Gage Skidmore from Surprise, AZ, United States of America, CC BY-SA 2.0 , via Wikimedia Commons

Former President Donald Trump called his federal indictment a “sham” orchestrated by the Biden administration to interfere with the 2024 election and criticized it as “the most heinous abuse of power in the history of our country.”

Trump, now the 2024 GOP front-runner, pleaded not guilty Tuesday (June 13) in federal court in Miami, Florida, to 37 federal felony counts arising from an investigation by special counsel Jack Smith into his alleged improper storage of classified documents at Mar-a-Lago.

The charges include willful withholding of national security information, conspiracy to obstruct justice, and making false statements.

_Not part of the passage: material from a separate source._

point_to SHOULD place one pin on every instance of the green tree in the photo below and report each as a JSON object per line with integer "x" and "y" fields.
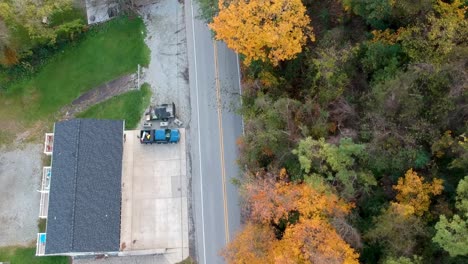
{"x": 338, "y": 164}
{"x": 398, "y": 231}
{"x": 33, "y": 15}
{"x": 452, "y": 235}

Speaking Tuesday night at his Bedminster Trump National Golf Club, Trump called Smith a “deranged lunatic” and criticized President Joe Biden for getting his “top political opponent arrested and charged.”

Trump revealed he has been subjected to “political persecution” as if directly from a “fascist or communist nation.”

The former President added that Biden will “forever be remembered” as “the most corrupt President in the history of our country,” with “thugs, misfits, and Marxists” as his closest associates and his attempts to “destroy American democracy” by channeling actual hatred and charging a U.S. President “under the Espionage Act of 1917.”

Trump has been accused, in part, of intentionally withholding information about national defense, charges that fall under the Espionage Act.

However, Trump highlighted that “The Espionage Act has been used to refer to traitors and spies,” claiming the charges have “nothing to do with a President legally keeping his own documents.”

Trump defended himself by saying the Presidential Records Act would apply to his case instead.

The former President suggested he would be facing 400 years in prison for “possessing Presidential papers,” which he emphasized, “about every other President has done.”

Trump insisted that the Presidential Records Act didn’t “confer any mandate, duty, or even discretional authority on the archivist to classify records,” noting that it was the responsibility of the U.S. President, which meant when he took the documents, he was making the decision as President.